CoreWeave Inc.’s stock has staged a staggering rally of nearly 200% since the artificial-intelligence cloud company went public in March. That’s been especially good news for corporate insiders and early investors, who got shares at low prices and are sitting on nice paper gains.
Soon they’ll have the option to cash in, thanks to the expiration of the company’s post-IPO lock-up period that’s due to take place after Thursday’s closing bell. In a company’s early months on the public markets, insiders are restricted from unloading stock, but CoreWeave’s IPO materials indicate that the lockup expires after the market close on the second day after the company’s second earnings report as a public company. CoreWeave posted earnings on Tuesday afternoon.
What does that mean for regular investors? There’s the potential for some selling pressure, with CoreWeave disclosing in its IPO prospectus that about 84% of shares were held by directors, executives, selling shareholders and some other holders who were subject to lockup restrictions. But it’s also worth noting that the lockup expiration date won’t be a surprise to Wall Street.
Perhaps that’s why a look at U.S.-listed IPOs from the past five years shows that stocks end essentially flat on average in their first day of trading after the lockup expires.
But over a one-month span, the average move is a 2.4% decline, according to Dow Jones Market Data, whereas the S&P 500 index averages a gain of 1.3%, based on rolling one-month performance over the same span.
For bigger companies, the one-month move is less dramatic, averaging out to a 0.5% decline in the first month following a lockup expiration when focusing just on companies with market capitalizations upwards of $1 billion at the time of the deal. CoreWeave’s market cap at the time of the IPO was almost $14 billion and it now stands near $57 billion.
CoreWeave’s stock has made some dramatic swings since the company went public, volatility that MoffettNathanson’s Nick Del Deo previously attributed in part to the stock’s thin float. Earlier this week, he added that he saw some potential positives to the lockup expiration.
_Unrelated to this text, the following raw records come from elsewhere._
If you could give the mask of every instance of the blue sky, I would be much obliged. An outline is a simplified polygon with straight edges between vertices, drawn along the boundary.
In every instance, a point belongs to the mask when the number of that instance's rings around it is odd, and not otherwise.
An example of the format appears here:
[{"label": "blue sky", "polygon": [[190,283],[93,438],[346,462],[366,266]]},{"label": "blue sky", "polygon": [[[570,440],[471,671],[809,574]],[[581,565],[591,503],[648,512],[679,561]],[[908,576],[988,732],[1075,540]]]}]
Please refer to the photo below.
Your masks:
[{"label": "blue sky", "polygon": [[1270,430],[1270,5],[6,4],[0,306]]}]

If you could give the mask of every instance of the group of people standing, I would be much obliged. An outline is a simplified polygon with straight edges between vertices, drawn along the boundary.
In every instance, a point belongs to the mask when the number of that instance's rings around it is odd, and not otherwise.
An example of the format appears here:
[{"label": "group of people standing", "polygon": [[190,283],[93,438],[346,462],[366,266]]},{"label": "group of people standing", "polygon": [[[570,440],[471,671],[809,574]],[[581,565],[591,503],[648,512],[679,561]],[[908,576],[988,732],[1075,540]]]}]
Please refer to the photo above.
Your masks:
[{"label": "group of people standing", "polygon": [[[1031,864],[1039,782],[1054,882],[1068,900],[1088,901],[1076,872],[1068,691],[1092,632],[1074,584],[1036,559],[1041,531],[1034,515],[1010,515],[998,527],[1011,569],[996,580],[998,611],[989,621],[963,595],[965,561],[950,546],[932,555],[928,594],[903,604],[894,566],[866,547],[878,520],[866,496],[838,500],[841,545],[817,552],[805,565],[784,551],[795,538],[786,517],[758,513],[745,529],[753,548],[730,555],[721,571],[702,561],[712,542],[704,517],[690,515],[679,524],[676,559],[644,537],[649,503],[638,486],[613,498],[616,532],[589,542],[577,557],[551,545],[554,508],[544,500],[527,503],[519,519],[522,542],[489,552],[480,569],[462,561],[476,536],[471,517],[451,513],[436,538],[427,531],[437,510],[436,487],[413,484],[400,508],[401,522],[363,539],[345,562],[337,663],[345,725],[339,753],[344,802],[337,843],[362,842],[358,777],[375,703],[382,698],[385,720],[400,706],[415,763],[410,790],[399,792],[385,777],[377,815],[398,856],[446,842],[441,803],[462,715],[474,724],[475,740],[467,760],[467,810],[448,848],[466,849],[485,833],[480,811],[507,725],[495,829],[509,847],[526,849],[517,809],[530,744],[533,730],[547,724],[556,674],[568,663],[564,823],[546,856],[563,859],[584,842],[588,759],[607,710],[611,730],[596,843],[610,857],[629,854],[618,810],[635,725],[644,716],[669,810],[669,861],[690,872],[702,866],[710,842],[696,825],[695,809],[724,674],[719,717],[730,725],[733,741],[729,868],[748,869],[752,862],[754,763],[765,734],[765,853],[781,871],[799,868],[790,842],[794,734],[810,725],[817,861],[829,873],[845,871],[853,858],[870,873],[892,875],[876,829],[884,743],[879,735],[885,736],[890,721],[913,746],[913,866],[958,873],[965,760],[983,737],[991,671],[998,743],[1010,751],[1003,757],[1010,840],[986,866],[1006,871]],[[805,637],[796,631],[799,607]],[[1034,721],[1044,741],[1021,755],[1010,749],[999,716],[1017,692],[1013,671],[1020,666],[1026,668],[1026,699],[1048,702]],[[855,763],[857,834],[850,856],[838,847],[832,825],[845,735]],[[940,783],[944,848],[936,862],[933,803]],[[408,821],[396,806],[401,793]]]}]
“Over time, this should help to bolster its float and mitigate some of the technical dynamics that have affected the stock’s trading behavior since the IPO,” he wrote. “However, it’s impossible to judge the degree to which insiders may sell, and the company’s ownership is concentrated in their hands.”
He remained cautious on CoreWeave’s stock for other reasons, noting that the company “is growing at incredible rates and investing mind-boggling sums to support that growth” but could face heightened competition going forward in light of the large perceived opportunity in artificial intelligence. Del Deo has a neutral rating and $56 target price on CoreWeave’s stock, with that target about half of where shares trade currently.